We present this child with the classical features of CS due to a mixed tumor (cortisol and testosterone secreting adenoma) normalizing within 5 days of laparoscopic adrenalectomy and also the feasibility of laparoscopic adrenalectomy in a child under the age of 1 year (Figs 3 and 4).

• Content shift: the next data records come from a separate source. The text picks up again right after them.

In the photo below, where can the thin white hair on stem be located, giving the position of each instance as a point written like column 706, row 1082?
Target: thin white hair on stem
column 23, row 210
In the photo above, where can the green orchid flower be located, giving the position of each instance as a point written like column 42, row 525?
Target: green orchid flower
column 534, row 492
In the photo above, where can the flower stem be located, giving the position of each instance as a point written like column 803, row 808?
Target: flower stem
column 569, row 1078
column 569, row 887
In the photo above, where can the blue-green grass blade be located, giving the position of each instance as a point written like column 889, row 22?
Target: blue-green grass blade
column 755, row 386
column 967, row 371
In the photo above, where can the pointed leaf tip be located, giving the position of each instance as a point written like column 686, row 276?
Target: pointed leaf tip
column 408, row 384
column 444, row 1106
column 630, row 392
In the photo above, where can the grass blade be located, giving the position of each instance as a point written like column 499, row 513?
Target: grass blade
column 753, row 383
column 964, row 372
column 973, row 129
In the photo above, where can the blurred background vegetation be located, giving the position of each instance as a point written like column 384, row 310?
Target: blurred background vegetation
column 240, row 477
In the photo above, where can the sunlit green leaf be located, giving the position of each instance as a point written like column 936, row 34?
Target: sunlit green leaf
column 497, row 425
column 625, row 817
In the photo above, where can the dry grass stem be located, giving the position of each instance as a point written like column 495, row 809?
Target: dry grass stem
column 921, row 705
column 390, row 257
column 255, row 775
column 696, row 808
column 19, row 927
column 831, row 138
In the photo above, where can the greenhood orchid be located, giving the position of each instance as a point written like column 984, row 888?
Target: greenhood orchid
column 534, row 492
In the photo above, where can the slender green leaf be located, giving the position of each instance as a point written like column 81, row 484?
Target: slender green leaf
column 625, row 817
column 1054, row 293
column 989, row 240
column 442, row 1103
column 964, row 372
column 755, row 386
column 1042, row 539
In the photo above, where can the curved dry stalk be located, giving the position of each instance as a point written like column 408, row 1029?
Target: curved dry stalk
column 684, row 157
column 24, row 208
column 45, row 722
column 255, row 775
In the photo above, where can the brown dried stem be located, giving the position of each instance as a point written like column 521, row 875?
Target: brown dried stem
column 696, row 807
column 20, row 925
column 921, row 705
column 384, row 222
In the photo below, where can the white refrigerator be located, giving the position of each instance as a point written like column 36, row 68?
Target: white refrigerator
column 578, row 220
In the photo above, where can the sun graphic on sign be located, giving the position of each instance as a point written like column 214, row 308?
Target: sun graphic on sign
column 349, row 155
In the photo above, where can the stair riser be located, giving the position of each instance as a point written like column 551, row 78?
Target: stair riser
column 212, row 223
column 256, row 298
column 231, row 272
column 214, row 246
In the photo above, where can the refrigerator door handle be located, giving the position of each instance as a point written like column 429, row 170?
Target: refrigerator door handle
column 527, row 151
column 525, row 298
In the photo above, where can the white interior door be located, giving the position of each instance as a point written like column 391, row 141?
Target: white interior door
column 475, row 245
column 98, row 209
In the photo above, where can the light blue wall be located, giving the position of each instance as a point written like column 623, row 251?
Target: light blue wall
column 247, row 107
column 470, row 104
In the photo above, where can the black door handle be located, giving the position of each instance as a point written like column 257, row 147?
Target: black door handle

Cushing’s syndrome is a rare entity in children with the incidence being 2–5/10,00,000 per year. The most common cause of CS in children is iatrogenic (exogenous administration).1
Adrenocortical tumors are rare in childhood accounting for only 0.3–0.4% of all neoplasms in this age group. Yet, in children less than 7 years of age, adrenal pathologies [adenoma, carcinoma, adrenocorticotropic hormone (ACTH) independent adrenal macronodular hyperplasia, and primary pigmented nodular hyperplasia] are the most common causes of CS whereas in those more than 7 years old, Cushing’s disease constitutes the maximum chunk of cases.2
The most common presenting feature of CS in children that distinguishes them from adults is the “linear height deceleration with concomitant weight gain.” Height and body mass index (BMI) standard deviation scores (SDS) help differentiate children with CS from those with simple obesity.1
Other signs noted in pediatric Cushing’s are facial plethora, lanugo-like hair, hirsutism, moon facies, supratemporal and supraclavicular fat pads, central obesity, violaceous striae over trunk, sleeplessness, irritability, fatigue, and hypertension.2
As in adults, to establish the diagnosis of Cushing’s, hypercortisolism should be documented by screening first, either by 24-hour urinary free cortisol or late-night salivary cortisol followed by confirmation by a low-dose dexamethasone-suppression test.
Once the diagnosis of Cushing syndrome is confirmed, investigations to distinguish ACTH-dependent disease from the ACTH-independent disease should be done. Surgical intervention is the first line of treatment for such adrenal lesions.1
Children with adrenocortical carcinomas usually have germline p53 mutations. The prognosis of adrenocortical carcinoma in children is very variable and difficult to predict in clinical practice, with the 5-year survival rate being 30–70% and below 20% in metastatic disease.3
Sabaretnam Mayilvaganan https://orcid.org/0000-0002-2621-394X
1. Lodish MB, Keil MF, Stratakis CA. Cushing’s syndrome in pediatrics: An update. Endocrinol Metab Clin North Am 2018;47(2):451–462. DOI: 10.1016/j.ecl.2018.02.008.
2. Chan LF, Storr HL, Grossman AB, et al. Pediatric Cushing’s syndrome: Clinical features, diagnosis, and treatment. Arq Bras Endocrinol Metabol 2007;51(8):1261–1271. DOI: 10.1590/s0004-27302007000800012.
3. Miele E, Di Giannatale A, Crocoli A, et al. Clinical, genetic, and prognostic features of adrenocortical tumors in children: A 10-year single-center experience. Front Oncol 2020;10:554388. DOI: 10.3389/fonc.2020.554388.